Recessions Vs. Negative Output Gaps

Two observations: (i) recessions do not necessarily coincide with negative output gaps (although they do seem to coincide with the beginning of periods of negative output gaps); and (ii) recoveries do not always coincide with positive output gaps. [This is an update of a 2008 post.]

This distinction can be illustrated by reference to the evolution of output in 2020, and forecasts.

Figure 1: Real GDP (bn Ch.2012$, SAAR) (black line),potential GDP (gray line), CBO July projection (red line), and WSJ panel July survey mean (teal line). Hypothetical recession dates based upon NBER-defined peak date and 2020Q2 trough, shaded pink. Source: BEA, GDP 2020Q1 3rd release, and CBO, An Update of the Economic Outlook (July 2020), [data], NBER, and author’s calculations.
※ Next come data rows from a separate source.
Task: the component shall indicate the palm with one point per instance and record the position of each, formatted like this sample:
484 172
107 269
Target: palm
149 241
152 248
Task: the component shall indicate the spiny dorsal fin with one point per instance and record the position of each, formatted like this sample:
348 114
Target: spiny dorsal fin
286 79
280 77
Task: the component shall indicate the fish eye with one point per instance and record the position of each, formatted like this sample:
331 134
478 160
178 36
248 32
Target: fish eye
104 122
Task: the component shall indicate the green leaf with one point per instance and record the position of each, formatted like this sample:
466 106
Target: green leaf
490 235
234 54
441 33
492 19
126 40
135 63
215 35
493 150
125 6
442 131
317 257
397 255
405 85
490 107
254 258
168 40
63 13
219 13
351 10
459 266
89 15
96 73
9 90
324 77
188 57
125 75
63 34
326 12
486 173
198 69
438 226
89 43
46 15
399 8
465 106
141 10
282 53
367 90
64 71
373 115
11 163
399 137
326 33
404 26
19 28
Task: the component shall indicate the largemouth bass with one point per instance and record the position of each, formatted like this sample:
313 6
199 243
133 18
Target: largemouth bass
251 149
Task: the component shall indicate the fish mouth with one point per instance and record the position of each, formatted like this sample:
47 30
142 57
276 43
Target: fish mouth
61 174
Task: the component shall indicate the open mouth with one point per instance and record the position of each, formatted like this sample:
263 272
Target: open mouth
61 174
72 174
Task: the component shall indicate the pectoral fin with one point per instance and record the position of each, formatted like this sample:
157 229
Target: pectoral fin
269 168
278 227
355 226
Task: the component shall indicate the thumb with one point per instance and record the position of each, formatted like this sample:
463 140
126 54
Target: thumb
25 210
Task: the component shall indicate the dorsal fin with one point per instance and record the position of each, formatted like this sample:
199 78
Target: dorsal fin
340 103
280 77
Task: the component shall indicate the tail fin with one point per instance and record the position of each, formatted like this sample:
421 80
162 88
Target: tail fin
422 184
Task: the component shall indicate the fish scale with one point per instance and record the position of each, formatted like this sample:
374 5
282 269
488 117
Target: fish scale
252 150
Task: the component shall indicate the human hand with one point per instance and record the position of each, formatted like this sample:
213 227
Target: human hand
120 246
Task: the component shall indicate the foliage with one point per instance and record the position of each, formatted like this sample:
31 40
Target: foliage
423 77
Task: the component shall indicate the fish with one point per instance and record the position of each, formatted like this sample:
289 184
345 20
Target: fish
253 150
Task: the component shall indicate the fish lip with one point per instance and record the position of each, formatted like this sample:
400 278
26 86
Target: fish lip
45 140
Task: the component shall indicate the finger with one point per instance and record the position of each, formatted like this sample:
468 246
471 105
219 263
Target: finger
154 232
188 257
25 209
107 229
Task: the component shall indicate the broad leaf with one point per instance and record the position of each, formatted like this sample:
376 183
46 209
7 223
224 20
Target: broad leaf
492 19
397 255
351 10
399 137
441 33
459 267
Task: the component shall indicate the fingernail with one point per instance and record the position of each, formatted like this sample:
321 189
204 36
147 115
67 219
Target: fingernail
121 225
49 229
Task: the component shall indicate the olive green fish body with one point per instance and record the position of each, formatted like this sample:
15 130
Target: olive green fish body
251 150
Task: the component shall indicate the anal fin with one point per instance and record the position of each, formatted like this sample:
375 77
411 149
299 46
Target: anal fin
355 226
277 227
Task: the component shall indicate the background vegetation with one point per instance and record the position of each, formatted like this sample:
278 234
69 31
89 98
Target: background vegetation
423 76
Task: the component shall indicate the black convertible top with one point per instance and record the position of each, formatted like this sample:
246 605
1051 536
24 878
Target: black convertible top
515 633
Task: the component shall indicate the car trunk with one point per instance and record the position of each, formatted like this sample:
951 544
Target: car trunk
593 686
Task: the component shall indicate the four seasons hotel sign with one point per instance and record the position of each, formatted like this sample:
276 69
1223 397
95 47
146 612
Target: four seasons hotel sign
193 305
This difference is obvious when one thinks about it, given the NBER Business Cycle Dating Committee‘s definition of a recession (or “contraction”) as the following:

A recession is a significant decline in economic activity spread across the economy, lasting more than a few months, normally visible in real GDP, real income, employment, industrial production, and wholesale-retail sales. A recession begins just after the economy reaches a peak of activity and ends as the economy reaches its trough. Between trough and peak, the economy is in an expansion. Expansion is the normal state of the economy; most recessions are brief and they have been rare in recent decades.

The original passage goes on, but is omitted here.